YOUR FRIENDS' ACTIVITY

    57 Sugars that Are Destroying Your Health

    By Jonathan Bailor for DietsInReview.com

    Every day we learn something new about how sugar destroys our health and expands our waistlines. Even worse, it seems like every other day food corporations come up with new a name for sugar.
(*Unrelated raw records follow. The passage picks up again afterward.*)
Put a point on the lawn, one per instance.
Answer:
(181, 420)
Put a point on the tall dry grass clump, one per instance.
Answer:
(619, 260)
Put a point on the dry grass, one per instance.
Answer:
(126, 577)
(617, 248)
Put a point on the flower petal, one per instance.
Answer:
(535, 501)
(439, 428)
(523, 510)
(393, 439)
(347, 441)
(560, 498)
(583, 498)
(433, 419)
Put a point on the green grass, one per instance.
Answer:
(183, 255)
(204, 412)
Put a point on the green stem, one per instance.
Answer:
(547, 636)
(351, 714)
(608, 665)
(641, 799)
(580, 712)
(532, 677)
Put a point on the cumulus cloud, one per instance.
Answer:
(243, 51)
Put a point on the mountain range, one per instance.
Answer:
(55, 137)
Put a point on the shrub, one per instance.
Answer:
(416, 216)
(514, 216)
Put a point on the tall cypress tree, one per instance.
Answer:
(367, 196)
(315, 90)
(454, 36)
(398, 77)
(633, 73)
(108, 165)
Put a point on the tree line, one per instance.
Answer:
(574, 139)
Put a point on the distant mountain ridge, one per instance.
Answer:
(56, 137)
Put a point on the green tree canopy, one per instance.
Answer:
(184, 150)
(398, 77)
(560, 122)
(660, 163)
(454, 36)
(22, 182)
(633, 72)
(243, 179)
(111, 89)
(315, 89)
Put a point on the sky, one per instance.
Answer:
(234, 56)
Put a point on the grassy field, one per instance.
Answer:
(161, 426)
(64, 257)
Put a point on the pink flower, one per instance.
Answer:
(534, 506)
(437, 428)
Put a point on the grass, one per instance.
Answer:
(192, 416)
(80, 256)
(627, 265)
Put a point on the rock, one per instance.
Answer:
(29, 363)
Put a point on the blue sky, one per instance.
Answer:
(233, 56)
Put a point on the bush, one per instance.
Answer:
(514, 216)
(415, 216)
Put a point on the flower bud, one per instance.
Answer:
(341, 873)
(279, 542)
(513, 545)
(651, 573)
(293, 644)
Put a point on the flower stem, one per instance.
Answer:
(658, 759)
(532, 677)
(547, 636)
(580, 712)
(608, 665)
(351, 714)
For example, all of the following are basically sugar, from our metabolism's perspective:Sugar in all of its form is making you anything but healthy.

    1. Agave Nectar
    2. Barley Malt
    3. Beet Sugar
    4. Brown Sugar
    5. Buttered Syrup
    6. Cane Crystals
    7. Cane Juice Crystals
    8. Cane Sugar
    9. Caramel
    10. Carob Syrup
    11. Castor Sugar
    12. Confectioner's Sugar
    13. Corn Sweetener
    14. Corn Syrup
    15. Corn Syrup Solids
    16. Crystalline Fructose
    17. Date Sugar
    18. Demerara Sugar
    19. Dextran
    20. Dextrose
    21. Diastatic Malt
    22. Diatase
    23. Ethyl Maltol
    24. Evaporated Cane Juice
    25. Fructose
    26. Fruit Juice
    27. Fruit Juice Concentrates
    28. Galactose
    29. Glucose
    30. Glucose Solids
    31. Golden Sugar
    32. Golden Syrup
    33. Granulated Sugar
    34. Grape Sugar
    35. High-Fructose Corn Syrup
    36. Honey
    37. Icing Sugar
    38. Invert Sugar
    39. Lactose
    40. Malt Syrup
    41. Maltodextrin
    42. Maltose
    43. Maple Syrup
    44. Molasses
    45. Muscovado Sugar
    46. Panocha
    47. Raw Sugar
    48. Refiner's Syrup
    49. Rice Syrup
    50. Sorbitol
    51. Sorghum Syrup
    52. Sucrose
    53. Sugar
    54. Syrup
    55. Treacle
    56. Turbinado Sugar
    57. Yellow Sugar

    Memorizing this list isn't important. It is important to know that any form of caloric sweetener harms our health and leads to weight gain. Put differently, our body does not care where sweetener calories come from. To our body, apple juice is basically the same as soda, since they both contain about 30 grams of sugar. A "weight-loss" bar with 30 grams of sweeteners causes the same clog as a candy bar with 30 grams of sugar. "Heart-smart" cereal is worse than breakfast pastries--they are both full of sweeteners, but you may feel bad eating more than two pastries while happily filling bowl after bowl with "enriched" sweetened cereal.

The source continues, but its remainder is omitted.